BRR: Can you talk about your feed costs and costs related to health of the animal?
SH: There is a misconception that Pakistan is an agricultural country and we have sufficient amount of feed. As per National Agricultural Research Centre (NARC), Pakistan only grows 45 percent of its total fodder requirement for all its animals. Despite this, the government has allowed to export fodder and hay. Because of feed deficiency there are two problems. The meat yield and milk yield per animal is 50 percent of our potential. Instead of feeding our own animals and exporting meat and milk, we export fodder.
The second problem is that the remaining 55 percent of the animals which have to be fed are fed through imports. We import palm meal, soybean, canola meal; soybean is raw material for all these professional cow farms. If soybean is not fed, the cow will not even give half of its existing yield. The same goes for buffalo.
BRR: How much is the imported portion of your costs?
SH: The imported component is more than 55-60 percent. In addition to the oilseed-based meals, we also have pulses related meals. Medicines are 100 percent imported. In recent years, the cost of animal husbandry, especially professional farms, have risen as much as rupee devaluation.
In this situation, our feed cost has risen by 35-40 percent in these two years, and government’s price rate is still fixed at the level of 2018. Milk is one product which maintains price because adulteration levels goes up every year. With price fixation, the government is incentivising milk adulteration. The government official who sets prices doesn’t consider aspects of milk quality, even though he knows that if you add 80 percent water to milk, it will still remain white.
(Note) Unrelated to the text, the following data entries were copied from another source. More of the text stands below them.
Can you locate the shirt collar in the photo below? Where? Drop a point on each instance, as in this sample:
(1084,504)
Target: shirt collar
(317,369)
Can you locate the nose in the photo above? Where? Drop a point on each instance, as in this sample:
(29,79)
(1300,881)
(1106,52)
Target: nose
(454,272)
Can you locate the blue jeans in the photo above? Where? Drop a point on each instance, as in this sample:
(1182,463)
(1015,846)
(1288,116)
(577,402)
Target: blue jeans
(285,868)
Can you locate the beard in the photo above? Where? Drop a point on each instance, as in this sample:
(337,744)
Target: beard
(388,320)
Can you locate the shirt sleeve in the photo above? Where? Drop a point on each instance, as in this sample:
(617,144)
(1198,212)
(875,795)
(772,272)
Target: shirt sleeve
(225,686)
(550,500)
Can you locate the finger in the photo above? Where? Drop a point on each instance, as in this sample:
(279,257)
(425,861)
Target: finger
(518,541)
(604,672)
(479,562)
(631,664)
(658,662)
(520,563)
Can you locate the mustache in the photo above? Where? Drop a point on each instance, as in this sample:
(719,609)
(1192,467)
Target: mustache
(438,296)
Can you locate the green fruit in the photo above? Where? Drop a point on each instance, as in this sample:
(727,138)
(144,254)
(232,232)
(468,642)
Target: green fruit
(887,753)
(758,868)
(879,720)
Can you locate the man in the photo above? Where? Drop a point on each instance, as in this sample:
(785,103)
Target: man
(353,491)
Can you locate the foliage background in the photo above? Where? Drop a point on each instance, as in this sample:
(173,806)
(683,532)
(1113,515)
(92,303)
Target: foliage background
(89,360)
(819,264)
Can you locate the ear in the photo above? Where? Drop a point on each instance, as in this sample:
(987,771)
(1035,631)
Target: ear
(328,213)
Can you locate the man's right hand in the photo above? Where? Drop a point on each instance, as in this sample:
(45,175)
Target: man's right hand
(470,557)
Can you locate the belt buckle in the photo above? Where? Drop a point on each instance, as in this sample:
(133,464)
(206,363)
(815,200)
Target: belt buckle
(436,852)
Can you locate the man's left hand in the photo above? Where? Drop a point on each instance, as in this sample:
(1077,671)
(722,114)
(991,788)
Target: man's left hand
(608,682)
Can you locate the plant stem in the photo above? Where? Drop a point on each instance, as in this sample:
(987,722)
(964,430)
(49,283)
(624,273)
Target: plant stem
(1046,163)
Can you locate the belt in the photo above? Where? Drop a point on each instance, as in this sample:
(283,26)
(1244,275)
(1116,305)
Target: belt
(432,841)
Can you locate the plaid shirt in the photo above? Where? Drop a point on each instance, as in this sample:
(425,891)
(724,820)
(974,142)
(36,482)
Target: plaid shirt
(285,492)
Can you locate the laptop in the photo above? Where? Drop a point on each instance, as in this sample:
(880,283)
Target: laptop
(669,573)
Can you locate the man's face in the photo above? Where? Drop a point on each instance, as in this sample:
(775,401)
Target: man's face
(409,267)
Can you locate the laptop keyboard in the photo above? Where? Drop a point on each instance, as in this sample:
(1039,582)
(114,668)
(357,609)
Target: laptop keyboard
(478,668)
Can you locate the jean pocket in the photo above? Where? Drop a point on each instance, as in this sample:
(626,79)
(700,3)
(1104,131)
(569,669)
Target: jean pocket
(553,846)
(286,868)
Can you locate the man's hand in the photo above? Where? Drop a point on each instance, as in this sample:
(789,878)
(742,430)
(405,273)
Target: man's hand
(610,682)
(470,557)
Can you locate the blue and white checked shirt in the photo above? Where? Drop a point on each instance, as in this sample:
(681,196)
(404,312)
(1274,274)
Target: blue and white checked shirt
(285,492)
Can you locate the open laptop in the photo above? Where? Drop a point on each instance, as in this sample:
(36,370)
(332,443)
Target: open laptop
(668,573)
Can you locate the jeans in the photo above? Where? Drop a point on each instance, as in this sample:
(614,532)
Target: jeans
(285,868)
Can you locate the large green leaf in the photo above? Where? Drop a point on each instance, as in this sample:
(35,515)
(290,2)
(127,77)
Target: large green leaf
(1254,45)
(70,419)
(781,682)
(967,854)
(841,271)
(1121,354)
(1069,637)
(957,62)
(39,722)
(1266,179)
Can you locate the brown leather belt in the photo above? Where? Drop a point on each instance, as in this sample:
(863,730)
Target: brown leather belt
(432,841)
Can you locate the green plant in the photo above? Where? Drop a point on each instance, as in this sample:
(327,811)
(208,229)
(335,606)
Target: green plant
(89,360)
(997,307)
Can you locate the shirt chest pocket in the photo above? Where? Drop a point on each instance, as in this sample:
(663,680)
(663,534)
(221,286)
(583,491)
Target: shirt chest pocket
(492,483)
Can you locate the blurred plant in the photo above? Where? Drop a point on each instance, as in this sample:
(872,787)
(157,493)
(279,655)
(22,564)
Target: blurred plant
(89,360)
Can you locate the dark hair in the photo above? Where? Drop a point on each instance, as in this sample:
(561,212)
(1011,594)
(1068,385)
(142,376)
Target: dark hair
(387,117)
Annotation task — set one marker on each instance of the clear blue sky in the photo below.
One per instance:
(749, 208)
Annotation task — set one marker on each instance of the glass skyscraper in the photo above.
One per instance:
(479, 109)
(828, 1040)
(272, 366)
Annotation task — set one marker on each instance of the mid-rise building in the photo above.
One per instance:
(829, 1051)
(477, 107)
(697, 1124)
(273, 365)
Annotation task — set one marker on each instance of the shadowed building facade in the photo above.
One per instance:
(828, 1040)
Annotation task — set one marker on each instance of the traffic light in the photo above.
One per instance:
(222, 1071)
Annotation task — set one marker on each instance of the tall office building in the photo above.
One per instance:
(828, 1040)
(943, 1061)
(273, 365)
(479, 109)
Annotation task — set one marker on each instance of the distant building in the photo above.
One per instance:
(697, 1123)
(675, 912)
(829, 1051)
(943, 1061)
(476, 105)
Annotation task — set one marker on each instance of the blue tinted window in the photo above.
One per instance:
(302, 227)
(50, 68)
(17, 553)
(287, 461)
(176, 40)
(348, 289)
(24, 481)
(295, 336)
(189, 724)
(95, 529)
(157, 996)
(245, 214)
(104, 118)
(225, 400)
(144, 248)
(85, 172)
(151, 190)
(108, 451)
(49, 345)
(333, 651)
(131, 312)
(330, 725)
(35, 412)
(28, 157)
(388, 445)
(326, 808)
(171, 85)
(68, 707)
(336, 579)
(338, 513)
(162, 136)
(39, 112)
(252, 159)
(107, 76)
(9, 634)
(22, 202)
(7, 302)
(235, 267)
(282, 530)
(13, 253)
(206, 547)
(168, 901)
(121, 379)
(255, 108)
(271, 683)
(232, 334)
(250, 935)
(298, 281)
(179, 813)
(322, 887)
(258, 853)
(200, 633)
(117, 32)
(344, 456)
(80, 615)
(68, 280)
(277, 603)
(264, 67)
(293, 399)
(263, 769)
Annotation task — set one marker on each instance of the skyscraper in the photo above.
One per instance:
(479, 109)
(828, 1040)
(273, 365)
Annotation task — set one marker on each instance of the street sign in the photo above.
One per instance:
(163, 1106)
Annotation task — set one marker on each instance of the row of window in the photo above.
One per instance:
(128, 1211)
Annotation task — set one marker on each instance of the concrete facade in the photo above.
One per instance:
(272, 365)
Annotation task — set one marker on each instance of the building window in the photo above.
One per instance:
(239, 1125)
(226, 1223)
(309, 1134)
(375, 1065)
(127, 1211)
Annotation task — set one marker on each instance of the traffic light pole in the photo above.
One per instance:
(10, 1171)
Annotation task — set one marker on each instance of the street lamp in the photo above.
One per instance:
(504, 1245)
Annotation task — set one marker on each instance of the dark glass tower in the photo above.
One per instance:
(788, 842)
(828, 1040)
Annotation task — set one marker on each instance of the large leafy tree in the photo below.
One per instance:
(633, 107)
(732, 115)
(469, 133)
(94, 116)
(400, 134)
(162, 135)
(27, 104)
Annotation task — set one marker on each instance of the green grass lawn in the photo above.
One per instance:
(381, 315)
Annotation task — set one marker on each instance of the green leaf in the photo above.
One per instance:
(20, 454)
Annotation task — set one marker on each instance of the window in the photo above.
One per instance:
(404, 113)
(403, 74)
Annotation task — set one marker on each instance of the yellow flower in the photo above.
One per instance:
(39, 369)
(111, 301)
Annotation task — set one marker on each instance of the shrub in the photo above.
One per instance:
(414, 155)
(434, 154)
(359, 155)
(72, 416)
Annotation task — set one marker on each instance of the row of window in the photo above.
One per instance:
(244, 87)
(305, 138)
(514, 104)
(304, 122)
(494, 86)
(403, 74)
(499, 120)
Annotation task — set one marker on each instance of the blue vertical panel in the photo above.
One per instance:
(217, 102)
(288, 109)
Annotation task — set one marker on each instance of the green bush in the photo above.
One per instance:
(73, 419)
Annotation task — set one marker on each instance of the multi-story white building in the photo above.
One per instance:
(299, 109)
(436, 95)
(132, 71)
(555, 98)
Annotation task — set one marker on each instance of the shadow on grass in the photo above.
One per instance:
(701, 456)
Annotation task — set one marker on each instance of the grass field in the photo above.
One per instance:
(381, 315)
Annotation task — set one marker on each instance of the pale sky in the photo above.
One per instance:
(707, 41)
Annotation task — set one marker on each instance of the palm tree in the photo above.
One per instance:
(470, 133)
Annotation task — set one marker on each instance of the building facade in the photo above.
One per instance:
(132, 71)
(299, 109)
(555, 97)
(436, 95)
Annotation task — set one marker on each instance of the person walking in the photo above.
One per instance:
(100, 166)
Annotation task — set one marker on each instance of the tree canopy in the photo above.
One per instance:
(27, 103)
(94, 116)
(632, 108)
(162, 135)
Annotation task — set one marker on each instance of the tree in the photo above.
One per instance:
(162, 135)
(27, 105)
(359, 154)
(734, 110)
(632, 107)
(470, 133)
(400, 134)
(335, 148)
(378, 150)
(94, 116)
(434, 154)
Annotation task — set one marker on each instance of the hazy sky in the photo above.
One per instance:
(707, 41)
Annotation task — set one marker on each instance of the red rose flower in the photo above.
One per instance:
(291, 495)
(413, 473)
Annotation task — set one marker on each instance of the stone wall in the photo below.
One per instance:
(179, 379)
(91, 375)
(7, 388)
BRR: Do you have plans to venture towards developing the pedigree of buffalos at your farms?
SH: Breed development is not in my hands because it has no commercial viability. It requires a lot of research efforts that the government needs to undertake. I only ensure that breeds at my farm don’t get mixed, but I don’t have its genetic structure.
BRR: What do you think is the buffalo herd size in Sindh? There was a survey done in Punjab in 2016 which said herd size is much less what’s reported in federal government’s annual economic survey.
SH: Unfortunately, buffalo genocide is happening in all of Karachi’s cattle colonies. They slaughter five- day old calves because they would rather sell the milk in the market than feed those calves. In the long run that model is very unsustainable.
The business model at cattle colonies is also unsustainable because they do not keep the animal during its dry stage – which is about three months. Nor do they let them be impregnated because milk supply during pregnancy is reduced; they also give oxytocin to their animals, which prevents pregnancy.
The fact that the cost of the buffalo has doubled over seven years ago is a reflection of all this – the falling herd size. If more companies like Lucky Foods don’t come in to buffalo farming, the stock will be depleted in ten to fifteen years.